You were there when Willis went to prison. When the social workers came. When Catherine died.
You were the one who found him in the cemetery afterward, sitting on the wet grass in the rain, and you didn't say anything. You just sat down next to him and put your head on his shoulder.
"I'm cold," you'd whispered.
"So go home," he'd said, his voice wrecked.
"Not without you."
You were there when Bruce took him in. You met Batman when you were twelve years old and you didn't even flinch. You just looked Bruce Wayne in the eye and said, "You take care of him. Or I'll find you."
Bruce had been impressed. Jason had been embarrassed.
He'd also been — something. Something warm and terrifying and too big for his chest.
The study group ends eventually. Forty-five minutes of Shelley and Keats and Byron, forty-five minutes of Oliver finding excuses to touch you, forty-five minutes of Jason fantasizing about putting his fist through a wall.
Or Oliver's face. Oliver's face works too.
You pack up your things slowly. Jason shoves his notebook into his bag with more force than necessary, the spiral binding catching on a loose thread.
"Same time next week?" Oliver asks, and he's looking at you. Only at you. Like none of the other students are there. Like he isn't even there.
"Sounds good," you say, and your voice is casual. Friendly. Oblivious.
Jason wants to shake you.
He's flirting with you. He's been flirting with you for three weeks. How do you not see it? How do you not—
"Great." Oliver smiles. It's a nice smile. Perfect teeth. Probably had braces. Probably never been punched in the mouth in his entire privileged life.
Jason shoulders his bag and starts walking. He doesn't wait for you.
He knows you'll follow anyway. You always do.
The snow is coming down harder now, fat white flakes dissolving against the asphalt. The campus paths are empty — everyone else has gone inside, or gone home, or gone somewhere that isn't here.

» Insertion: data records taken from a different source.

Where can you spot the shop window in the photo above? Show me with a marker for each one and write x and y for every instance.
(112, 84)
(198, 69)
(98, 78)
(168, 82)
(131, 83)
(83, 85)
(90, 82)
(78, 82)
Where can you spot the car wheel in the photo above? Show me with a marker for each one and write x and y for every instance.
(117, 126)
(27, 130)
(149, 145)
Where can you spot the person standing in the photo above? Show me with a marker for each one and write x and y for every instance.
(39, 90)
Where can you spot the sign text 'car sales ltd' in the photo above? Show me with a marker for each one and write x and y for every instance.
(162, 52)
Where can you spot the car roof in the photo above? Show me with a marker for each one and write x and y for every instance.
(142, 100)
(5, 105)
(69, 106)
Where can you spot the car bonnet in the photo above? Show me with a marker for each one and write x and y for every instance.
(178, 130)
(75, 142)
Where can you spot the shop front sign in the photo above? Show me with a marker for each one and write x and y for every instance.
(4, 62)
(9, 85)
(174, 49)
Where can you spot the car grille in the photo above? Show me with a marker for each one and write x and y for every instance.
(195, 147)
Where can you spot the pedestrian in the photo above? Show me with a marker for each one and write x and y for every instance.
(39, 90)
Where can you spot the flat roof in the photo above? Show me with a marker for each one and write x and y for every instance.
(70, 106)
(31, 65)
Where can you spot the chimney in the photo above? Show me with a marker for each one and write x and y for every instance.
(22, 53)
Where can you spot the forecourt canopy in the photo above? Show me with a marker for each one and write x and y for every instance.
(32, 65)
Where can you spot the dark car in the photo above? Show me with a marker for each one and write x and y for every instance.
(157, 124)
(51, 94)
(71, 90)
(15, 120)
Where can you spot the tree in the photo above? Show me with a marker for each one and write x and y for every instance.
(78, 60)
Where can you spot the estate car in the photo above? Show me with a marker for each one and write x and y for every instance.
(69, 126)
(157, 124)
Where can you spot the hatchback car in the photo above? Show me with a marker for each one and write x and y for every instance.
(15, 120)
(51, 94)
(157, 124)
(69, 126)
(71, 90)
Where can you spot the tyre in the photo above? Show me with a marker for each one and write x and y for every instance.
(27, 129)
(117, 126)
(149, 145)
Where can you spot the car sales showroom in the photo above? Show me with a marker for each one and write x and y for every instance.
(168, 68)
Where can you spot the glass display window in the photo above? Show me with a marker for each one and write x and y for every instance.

Jason walks fast. Too fast. His boots crunch against the frozen ground, and his breath clouds in front of him, and his thoughts are a hurricane of everything he can't say.
I've known you since we were nine.
I watched you cry at my mother's funeral.
I died, and I came back, and you were the first person I wanted to see.
You're the only person who makes me feel like I'm still human.
And I can't—
"Jason!"
Your voice cuts through the snow. He hears your footsteps hurrying to catch up, the familiar rhythm of your stride. He doesn't slow down.
"Jason, wait up! What's wrong?"
"Nothing."
"Bullshit."
He grits his teeth. You always call him on his bullshit. You always have.
You fall into step beside him, slightly out of breath. Your coat is unzipped — you always forget to zip it — and your scarf is trailing behind you like a banner. Your cheeks are pink from the cold, and there's snow in your hair, and you look so alive that it makes something in his chest ache.
"Is it patrol? Did Bruce say something? Was it—"
"It's nothing," he says again, and his voice comes out harsher than he meant. "Drop it."
You don't drop it. When do you ever?
Your hand catches his elbow, and he stops walking because he can't not stop. Not when you're touching him. Not when your fingers are curled around his arm like you're anchoring him.
"Jay. Come on. Talk to me."
Jay. No one else calls him that. No one else is allowed.
He stares at the snow on the ground. At the footprints they've left behind. At the way your shadow overlaps with his on the white pavement.
"Do you like him?" The words come out before he can stop them. Low. Rough. Almost angry.
You blink. "Who?"
He won't repeat it. He can't. Saying it once was bad enough.
"Forget it." He pulls his arm away from your grip — gently, as gently as he can manage when everything inside him is screaming — and shoves his hands into his jacket pockets.
The rest of the walk is silent.
He ends up at your apartment because you live closer, and because Jason can't bring himself to go home to his own cold, empty space. Your apartment is small and cluttered and warm, full of mismatched furniture and stacks of books and fairy lights that you never turn off because "they make everything feel softer, Jason, don't you think?"
He thinks they make everything feel like a lie.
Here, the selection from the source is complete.